Apple is handling these latest challenges the right way. It is a premium brand with premium products and premium profit margins, and it would be a terrible mistake for the company to suddenly begin to compete on price. (Or, worse, to throw its whole value proposition out the window because of a temporary dip in the economy.)
People buy Apple products because of the magical halo of quality and cool that Steve “Sex in a Box” Jobs endows them with, and they understand and accept that–to get that halo–you have to pay up. Once Apple’s marketing pitch becomes “costs the same as a Dell”, this sexiness will evaporate, and the company will become just another box maker.
It is true that it will be more and more challenging for Apple to maintain its amazing growth and margins as it moves out of a small, passionate high-end market and into the mass market, but the company is gradually positioning itself to do this without sacrificing its premium positioning. Importantly, its prices are coming down, just not enough to where anyone will accuse it of trying to compete on price.
- A $1,000 laptop is not really much more expensive than an $800 laptop, especially for a product that should last a few years. Apple will never win over the folks who choose purely on price anyway, so it would be dumb for it to sacrifice its premium positioning to try.
- The $200 iPhone has much of the functionality that many people once looked to laptops for, and some potential buyers of $500-$800 laptop will opt for that instead. Apple’s iPhone, moreover, is still the highest quality product in the market, so no one who buys it will ever feel like they’re settling for less.
In short, Apple has positioned itself to sell products to all but the most price-sensitive segment of the market. and because that segment is also the least profitable (except at Walmart-like scale), the company is smart not to sacrifice its brand and value proposition to play there.
But Won’t a Recession Flatten The Company?
No. BMW, Mercedes, and–more relevantly–Toyota don’t go out of business every time the economy weakens. They get hit, of course–everyone gets hit–but their value proposition doesn’t suddenly disappear.
What will likely happen to Apple over the next 18 months?
- Its growth will be slower than expected (because some customers will either delay purchases or choose cheaper options).
- Its margins will be lower (because it will be spreading its fixed costs over a smaller sales base)
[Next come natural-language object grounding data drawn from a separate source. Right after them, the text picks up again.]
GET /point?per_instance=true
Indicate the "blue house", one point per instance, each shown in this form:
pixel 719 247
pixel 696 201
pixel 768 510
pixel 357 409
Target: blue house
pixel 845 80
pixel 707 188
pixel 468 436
The stock market has already foreseen this, which is why the stock has gotten so beaten up. There is a big difference between this and Apple being in any sort of trouble, however. And that’s why you’ve also seen such aggressive buying every time the stock gets near $90 a share.
Apple has $20+ billion in cash, no debt, and the highest margins and fastest growth rate in the industry. At $90, after excluding the value of the cash, the stock trades at just under 10X free cash flow, which is an extraordinarily low multiple for a company of this quality. In a market environment like this, the stock could obviously go lower, but if it does, this won’t be because of any mistakes Apple has made.